How to start painting for beginners

A 5-step Guide to get you started you are a beginner artist looking to jump-start your creative journey but unsure where to start, then this post on relevant art supplies for beginner painters will help you get started.

Any art medium and associated painting style involves learning techniques which become your alphabets to paint your stories onto canvas. Painting is a visual way to communicate. You will feel much more confident in getting into a creative headspace and start painting if you start looking at painting techniques as alphabets that will enable you to express yourself via paints on canvas. But first you need to gather some basic art supplies.

Let me assure you that you don’t need a big-budget to afford all art materials and tools or an art studio to start painting.

Read this post here if you want to save money or are an artist on a budget!

In fact, you can get started and keep going with a basic kit of art materials, an attitude of curiosity, a little bit of practice and having lots of fun while you learn.



#1 : Claim your creative space.


What that means is you are going to need a space to spend your creative me-time and paint whenever you feel like.  It is much easier to maintain interest and commitment to painting when you have a space that you can leave your artworks drying and return to paint whenever you are able to. Kitchen tables are fine for those who don’t have young ones living with them.  If you do then a spare room, or a niche where you store your art materials safely would be handy.

If you are lucky to have a spare room or shed then go ahead and add items that inspire you and convey positive vibes. Also ensure that you have a storage which is free from dust and protected from extremes of temperature. This is because some art materials such as turpentine can be flammable. Plus moisture can damage canvases and papers by encouraging mold growth.

#2 : Gather a set of basic art supplies and tools


Decide on media you want to start with such as watercolours or oils or mixed-media. Once you have have identified what you want to start experimenting with, you’ll need to create a checklist for art-materials to check what you own and one’s that you need to buy. Get your free checklist here.

But before you go shopping, there are few things you need to know on how/what to choose in regards to art materials.

  • Paints

Most art materials are available in professional grade which are expensive and student grade which are relatively cheaper and used by art students.
Art educators highly recommend that you invest in the professional quality paints as the cheaper grades have lesser pigment and more binders, often resulting in dull paintings.
 While there are few exceptions such as Chromacryl’s student range, most cheap paints set you up for failure.

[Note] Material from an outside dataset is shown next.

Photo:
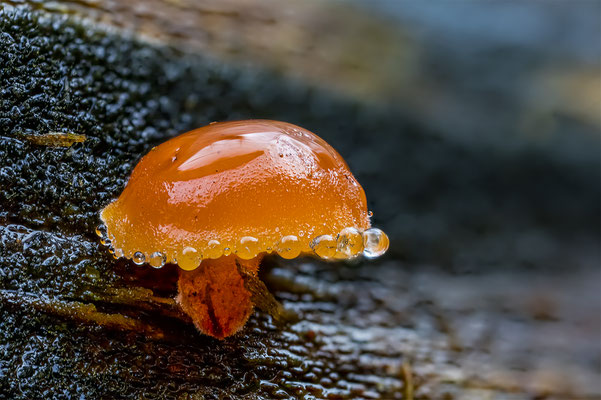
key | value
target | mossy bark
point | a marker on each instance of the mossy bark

However, I have found that the high costs of professional grade art products and a low budget may discourage many from making a start. So I suggest investing in the best that you can afford and to slowly build up your stash of art materials as and when your budget allows.

If unable to buy a set of 12, remember that you only need black, white, red, yellow, and blue. With these 5 colors, you can learn to mix a version of every other color that you need: greens, purples, oranges, browns, grays, and blacks. If you need more, you can gradually purchase more once you identify your style and feel confident in your artistic or painting abilities.

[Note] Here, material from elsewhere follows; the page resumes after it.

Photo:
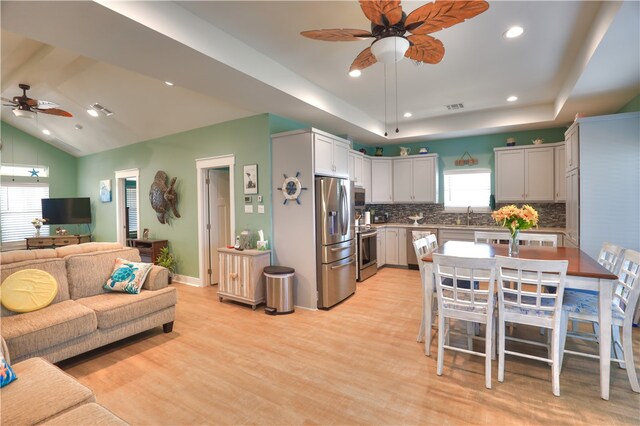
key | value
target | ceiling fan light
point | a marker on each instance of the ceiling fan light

Another tip is to purchase a good quality white and black/payne’s gray for your art box if you can buy only a few.

  • Brushes

I suggest buying a few that are relevant to the medium you have chosen.

Just as a thumb rule , stiff brushes such as Hog bristles are used for oils as they are thicker in consistency where as softest ones are used for watercolours.

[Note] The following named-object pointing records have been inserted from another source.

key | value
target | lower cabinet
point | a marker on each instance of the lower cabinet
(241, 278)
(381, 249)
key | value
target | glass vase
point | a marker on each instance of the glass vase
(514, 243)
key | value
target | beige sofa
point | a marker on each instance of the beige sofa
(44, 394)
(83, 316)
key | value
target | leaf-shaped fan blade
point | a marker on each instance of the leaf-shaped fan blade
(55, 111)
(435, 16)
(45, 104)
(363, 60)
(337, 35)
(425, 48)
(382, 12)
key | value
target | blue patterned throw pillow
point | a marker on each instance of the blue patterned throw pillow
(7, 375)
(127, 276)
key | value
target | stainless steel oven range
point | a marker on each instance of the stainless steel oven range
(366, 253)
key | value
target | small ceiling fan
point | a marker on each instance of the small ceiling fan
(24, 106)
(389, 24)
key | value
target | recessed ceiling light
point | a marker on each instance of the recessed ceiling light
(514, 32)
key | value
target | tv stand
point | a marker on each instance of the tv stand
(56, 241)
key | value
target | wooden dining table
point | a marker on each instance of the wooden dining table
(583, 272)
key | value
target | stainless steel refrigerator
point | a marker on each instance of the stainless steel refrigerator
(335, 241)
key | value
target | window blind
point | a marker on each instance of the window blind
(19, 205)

Synthetic brushes are available for both watercolours and acrylics if you want to avoid animal-based products.

For an idea on sizes to buy, opt for an assortment of flats and round tipped brushes including a very fine tipped for intricate details. You’ll quickly learn which brushes you prefer, and you can stock up on those in the future. For now, focus on experimenting and discovering the marks that each type of brush can make.

  • Surface to paint

Most art stores or hobby shops sell canvases which are either stretched over wooden bars OR Glued to a board or Canvas pad similar to a drawing pad. Canvas sheets from pads are okay if you can mount or secure them on a sealed MDF or masonite board using painters masking tape.
Most commonly available types are cotton 10-12 Oz canvases in assorted shapes (rectangular, square or circular), depth of stretcher bars (single and double thick), thicknesses of canvas(such as 8, 10, 12 Oz.) and materials (such as cotton, linen).
Choose a regular size and type that fits your budget for starters and take it from there.
For painting with watercolours, you’d need to buy thick watercolour paper of about 300 GSM thickness as it’ll allow room for mistakes such as overworking a paper when just learning this medium.

  • Miscellaneous supplies

Then you are going to need some rags to clean your brushes in between different stages of the painting.
You will find that old cotton T-shirts and kitchen towels works best.  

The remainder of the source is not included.